Die Schneidmühle steht schon seit 33 Jahren still. Am Wochenende erweckte "Schneidmüller" Ethelbert Kremer die mit Wasserkraft angetriebene Säge wieder zu Leben und ließ Baumstämme zu Brettern werden. Und das zog - trotz Regenwetters - immer wieder Besucher aus der Umgebung an.

Vincent Clemens (2) konnte gar nichts mehr sagen, als sich mit lautem Getöse die Schneidmühle in Bewegung setzte, so beeindruckt war er. Die älteren Geschwister Christoph (10), Lukas (5) und David (8), die mit Papa Martin und Oma Heidi Clemens zur Stippvisite nach Stadtsteinach gekommen waren, jedoch hatten keinen Bammel, sondern fanden das Industriedenkmal einfach interessant und wollten alles ganz genau sehen: wie der Baumstamm eingezogen wurde und warum er hinten in Form von Brettern wieder herauskam.

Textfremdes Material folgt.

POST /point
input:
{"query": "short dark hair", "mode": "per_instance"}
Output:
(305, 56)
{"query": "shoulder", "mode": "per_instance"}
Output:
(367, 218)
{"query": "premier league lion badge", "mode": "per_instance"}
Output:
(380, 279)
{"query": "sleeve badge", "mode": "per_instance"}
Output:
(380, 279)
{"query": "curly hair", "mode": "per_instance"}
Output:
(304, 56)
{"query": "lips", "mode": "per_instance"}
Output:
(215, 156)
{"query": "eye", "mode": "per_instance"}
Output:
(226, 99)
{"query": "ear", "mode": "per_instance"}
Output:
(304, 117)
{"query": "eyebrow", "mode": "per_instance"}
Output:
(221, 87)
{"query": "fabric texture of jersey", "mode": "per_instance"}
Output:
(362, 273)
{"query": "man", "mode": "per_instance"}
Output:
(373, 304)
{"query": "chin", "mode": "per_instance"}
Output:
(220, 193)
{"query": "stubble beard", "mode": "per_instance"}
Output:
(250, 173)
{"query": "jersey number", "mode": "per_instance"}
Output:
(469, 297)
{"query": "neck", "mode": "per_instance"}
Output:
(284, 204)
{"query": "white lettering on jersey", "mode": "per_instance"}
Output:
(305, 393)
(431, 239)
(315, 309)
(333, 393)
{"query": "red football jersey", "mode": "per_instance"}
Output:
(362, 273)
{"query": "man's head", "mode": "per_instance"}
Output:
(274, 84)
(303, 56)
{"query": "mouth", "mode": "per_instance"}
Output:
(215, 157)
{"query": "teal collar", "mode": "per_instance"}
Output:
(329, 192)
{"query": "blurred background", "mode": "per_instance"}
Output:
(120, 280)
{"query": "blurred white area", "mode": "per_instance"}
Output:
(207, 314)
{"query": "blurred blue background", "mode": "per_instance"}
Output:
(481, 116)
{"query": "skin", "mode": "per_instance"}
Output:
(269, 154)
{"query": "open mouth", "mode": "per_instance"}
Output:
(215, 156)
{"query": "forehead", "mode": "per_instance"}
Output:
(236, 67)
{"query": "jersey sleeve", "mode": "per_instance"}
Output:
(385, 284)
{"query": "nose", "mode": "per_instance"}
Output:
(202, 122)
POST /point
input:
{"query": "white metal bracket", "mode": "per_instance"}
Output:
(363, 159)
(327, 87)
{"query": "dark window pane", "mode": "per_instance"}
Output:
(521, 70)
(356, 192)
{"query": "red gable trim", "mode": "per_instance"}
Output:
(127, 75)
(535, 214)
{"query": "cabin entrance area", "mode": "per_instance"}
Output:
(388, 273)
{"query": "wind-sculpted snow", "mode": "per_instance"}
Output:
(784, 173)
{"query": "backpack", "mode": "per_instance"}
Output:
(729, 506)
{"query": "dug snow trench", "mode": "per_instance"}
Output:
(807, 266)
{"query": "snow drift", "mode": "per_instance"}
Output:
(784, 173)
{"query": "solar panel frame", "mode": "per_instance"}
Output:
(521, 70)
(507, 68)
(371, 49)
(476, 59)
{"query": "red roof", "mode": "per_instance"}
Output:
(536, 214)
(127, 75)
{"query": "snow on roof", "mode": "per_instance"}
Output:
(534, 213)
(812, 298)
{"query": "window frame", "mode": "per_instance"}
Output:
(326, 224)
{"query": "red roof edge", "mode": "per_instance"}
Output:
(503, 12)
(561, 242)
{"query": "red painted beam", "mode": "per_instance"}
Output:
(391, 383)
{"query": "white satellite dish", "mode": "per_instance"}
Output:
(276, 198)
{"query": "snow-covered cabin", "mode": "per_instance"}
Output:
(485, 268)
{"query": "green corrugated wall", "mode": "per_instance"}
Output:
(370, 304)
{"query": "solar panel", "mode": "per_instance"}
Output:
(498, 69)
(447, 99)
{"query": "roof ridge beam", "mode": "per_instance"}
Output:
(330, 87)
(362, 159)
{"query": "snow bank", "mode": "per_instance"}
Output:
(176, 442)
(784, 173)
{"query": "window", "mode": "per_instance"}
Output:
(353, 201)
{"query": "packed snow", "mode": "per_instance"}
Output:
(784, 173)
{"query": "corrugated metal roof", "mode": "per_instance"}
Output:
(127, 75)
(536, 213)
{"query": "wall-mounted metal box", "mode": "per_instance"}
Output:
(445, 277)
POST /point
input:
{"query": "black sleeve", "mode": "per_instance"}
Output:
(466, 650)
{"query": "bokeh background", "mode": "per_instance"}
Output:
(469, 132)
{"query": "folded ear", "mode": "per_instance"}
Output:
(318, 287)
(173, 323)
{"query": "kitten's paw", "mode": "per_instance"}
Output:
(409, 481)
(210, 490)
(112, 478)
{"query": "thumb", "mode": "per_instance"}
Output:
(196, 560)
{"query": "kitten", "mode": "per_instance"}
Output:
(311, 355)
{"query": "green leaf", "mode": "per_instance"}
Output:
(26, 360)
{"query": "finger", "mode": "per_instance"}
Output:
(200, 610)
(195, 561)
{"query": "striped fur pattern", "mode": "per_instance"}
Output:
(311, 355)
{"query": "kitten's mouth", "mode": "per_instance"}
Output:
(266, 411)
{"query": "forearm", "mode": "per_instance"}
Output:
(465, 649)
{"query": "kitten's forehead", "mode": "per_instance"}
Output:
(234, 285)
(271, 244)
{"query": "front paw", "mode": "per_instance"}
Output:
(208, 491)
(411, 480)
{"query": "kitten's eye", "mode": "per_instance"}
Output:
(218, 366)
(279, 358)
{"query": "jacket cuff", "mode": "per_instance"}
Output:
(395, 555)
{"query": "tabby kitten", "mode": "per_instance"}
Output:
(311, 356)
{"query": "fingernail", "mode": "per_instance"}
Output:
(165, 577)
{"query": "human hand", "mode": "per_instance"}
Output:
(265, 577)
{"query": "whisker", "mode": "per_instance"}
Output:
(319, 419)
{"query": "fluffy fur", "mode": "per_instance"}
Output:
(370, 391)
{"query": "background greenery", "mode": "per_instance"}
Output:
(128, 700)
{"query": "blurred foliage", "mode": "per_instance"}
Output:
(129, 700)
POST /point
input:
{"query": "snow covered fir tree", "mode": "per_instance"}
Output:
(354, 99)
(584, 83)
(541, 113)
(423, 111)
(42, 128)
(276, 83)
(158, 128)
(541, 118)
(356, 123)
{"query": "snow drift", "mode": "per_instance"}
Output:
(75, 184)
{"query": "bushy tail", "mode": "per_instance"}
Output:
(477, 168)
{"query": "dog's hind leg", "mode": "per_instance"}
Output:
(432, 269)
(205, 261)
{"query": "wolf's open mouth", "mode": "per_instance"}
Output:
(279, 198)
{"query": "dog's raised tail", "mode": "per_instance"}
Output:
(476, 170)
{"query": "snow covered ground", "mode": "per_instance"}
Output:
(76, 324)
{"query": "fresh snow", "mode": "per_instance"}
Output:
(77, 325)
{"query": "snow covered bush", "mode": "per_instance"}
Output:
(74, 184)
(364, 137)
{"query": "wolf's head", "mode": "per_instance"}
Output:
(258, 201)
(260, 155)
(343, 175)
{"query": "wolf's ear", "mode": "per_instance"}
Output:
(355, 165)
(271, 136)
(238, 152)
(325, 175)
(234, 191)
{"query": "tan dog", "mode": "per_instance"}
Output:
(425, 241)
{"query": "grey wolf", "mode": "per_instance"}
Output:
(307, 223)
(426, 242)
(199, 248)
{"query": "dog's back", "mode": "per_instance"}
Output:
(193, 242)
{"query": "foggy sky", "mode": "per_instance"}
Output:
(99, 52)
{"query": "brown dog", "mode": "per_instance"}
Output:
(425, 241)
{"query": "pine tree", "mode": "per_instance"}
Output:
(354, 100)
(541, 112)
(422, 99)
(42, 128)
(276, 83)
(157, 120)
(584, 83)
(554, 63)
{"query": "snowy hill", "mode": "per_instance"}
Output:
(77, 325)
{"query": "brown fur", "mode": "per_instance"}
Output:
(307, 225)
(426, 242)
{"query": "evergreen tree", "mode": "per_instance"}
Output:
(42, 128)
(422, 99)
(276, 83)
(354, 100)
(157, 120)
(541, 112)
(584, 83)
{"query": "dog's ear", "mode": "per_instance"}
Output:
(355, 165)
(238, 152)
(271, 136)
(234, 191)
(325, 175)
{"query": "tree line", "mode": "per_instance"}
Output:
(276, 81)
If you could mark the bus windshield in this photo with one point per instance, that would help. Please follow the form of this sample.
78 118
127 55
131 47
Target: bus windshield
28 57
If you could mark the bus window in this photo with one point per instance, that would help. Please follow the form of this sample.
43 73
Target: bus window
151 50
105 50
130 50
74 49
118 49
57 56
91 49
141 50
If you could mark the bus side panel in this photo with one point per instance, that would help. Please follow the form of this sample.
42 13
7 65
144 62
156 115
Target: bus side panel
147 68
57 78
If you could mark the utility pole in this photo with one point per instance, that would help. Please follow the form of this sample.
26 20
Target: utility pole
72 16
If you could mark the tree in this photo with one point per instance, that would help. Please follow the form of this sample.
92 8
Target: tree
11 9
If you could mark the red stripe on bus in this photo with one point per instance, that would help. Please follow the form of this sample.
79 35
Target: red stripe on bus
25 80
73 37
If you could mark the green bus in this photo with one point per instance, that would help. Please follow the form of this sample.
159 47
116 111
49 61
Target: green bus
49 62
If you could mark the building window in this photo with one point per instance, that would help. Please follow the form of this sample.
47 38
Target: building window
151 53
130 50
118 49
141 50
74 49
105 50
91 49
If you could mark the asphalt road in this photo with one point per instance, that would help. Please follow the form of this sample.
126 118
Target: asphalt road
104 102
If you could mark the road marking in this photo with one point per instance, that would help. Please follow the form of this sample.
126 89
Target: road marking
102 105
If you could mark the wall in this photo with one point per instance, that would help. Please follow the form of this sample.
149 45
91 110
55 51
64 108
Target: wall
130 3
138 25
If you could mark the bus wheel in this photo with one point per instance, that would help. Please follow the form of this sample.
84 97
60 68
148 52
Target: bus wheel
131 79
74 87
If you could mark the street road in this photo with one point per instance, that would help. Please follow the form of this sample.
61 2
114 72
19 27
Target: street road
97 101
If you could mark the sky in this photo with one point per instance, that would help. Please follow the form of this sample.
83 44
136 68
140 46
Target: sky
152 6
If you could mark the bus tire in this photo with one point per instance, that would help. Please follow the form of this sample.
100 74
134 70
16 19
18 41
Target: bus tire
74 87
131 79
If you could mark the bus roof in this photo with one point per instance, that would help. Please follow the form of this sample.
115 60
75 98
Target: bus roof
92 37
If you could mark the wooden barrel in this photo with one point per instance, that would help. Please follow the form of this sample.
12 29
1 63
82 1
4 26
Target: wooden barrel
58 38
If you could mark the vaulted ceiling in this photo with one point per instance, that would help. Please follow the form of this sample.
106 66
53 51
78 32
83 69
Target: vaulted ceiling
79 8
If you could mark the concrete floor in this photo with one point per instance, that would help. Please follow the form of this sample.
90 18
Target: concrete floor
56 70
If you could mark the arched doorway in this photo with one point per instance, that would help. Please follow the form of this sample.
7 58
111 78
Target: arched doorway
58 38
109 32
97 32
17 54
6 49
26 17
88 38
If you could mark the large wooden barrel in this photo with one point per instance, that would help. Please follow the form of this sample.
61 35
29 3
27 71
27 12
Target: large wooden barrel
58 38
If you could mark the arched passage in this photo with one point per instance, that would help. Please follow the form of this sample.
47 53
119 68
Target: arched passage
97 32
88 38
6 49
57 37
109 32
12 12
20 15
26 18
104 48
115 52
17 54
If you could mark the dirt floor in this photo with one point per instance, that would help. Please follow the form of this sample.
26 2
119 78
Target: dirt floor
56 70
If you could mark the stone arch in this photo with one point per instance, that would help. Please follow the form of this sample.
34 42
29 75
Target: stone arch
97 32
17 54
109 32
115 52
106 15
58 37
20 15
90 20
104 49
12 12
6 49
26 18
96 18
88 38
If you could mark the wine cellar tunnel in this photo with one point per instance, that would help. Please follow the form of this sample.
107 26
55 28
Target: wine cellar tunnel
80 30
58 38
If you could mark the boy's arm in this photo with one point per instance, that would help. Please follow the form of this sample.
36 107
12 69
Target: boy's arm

Immerhin gehörte die Schneidmühle zu den letzten Mühlen, die nach traditioneller Art angetrieben wurde und nicht im Laufe der Jahrzehnte umgerüstet worden ist. Vor dreißig Jahren ist die Stadtsteinacher Schneidmühle von der Fachhochschule Düsseldorf demontiert worden. Und vor zwei Jahren ließ der Naturpark Frankenwald die Schneidmühle dann renovieren und die Außenanlagen touristisch attraktiv gestalten.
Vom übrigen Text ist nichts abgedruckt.